Bei der «Refugees Welcome»-Demonstration von gestern Abend griff die Polizei unverhältnismässig ein und verhinderte mit Gummischrot das Auflösen der Versammlung. Während zweieinhalb Stunden wurden die Demonstrierenden, teils verletzt, auf dem Kunsthausplatz festgehalten.

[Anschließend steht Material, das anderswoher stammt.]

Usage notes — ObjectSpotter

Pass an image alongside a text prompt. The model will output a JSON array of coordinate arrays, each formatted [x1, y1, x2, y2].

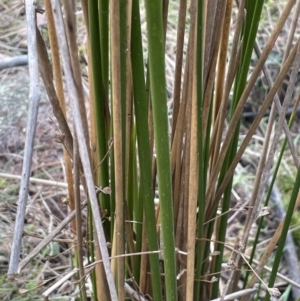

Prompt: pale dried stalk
[[7, 0, 40, 275], [51, 0, 118, 301], [205, 0, 295, 219]]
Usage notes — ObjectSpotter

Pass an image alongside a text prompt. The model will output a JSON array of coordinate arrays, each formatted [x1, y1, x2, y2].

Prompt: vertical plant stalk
[[145, 0, 177, 300], [73, 135, 87, 301], [206, 0, 295, 220], [45, 0, 76, 232], [172, 0, 187, 143], [7, 0, 40, 275], [110, 1, 125, 300], [186, 1, 198, 301], [131, 0, 162, 301], [51, 0, 118, 301]]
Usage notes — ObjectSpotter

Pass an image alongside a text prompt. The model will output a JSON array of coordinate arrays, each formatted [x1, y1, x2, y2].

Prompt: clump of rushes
[[7, 0, 300, 301]]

Gestern Abend versammelten sich ca. 300 AktivistInnen auf dem Kunsthausplatz, um für eine andere Migrationspolitik zu protestieren. Vorerst gewährte ihnen die Polizei, zur Universität und wieder zurück zum Kunsthausplatz zu laufen. Wie die JUSO Stadt Zürich weiss, war die Demonstration weitgehend friedlich und nur zum Ende zeigten einige wenige AktivistInnen gewaltbereitschaft. Wie die Stadtpolizei in ihrer Medienmitteilung schreibt, «wurden [die AktivistInnen] mit Lautsprechern […] aufgefordert, die Demonstration zu beenden und den Platz […] zu verlassen […].»

Cyril Hafen, Vorstandsmitglied der JUSO Stadt Zürich und Teilnehmer der Demonstration korrigiert allerdings: «Die Polizei hinderte uns aktiv daran, den Kunsthausplatz zu verlassen und fing an, mit Gummischrot auf die sich auflösende Menge zu schiessen. Damit löste sie Panik aus und einige wurden auch verletzt.» Während zweieinhalb Stunden wurden die restlichen Demonstrierenden auf dem Kunsthausplatz festgehalten und durchsucht, so Hafen.

«Im letzten halben Jahr griff die Polizei immer wieder unverhältnismässig an Kundgebungen und Demonstrationen ein. Diese Gewaltbereitschaft von Seiten der Polizei ist beunruhigend und muss unbedingt öffentlich gemacht werden», sagt  Tiba Ponnuthurai, Präsidentin der JUSO Stadt Zürich.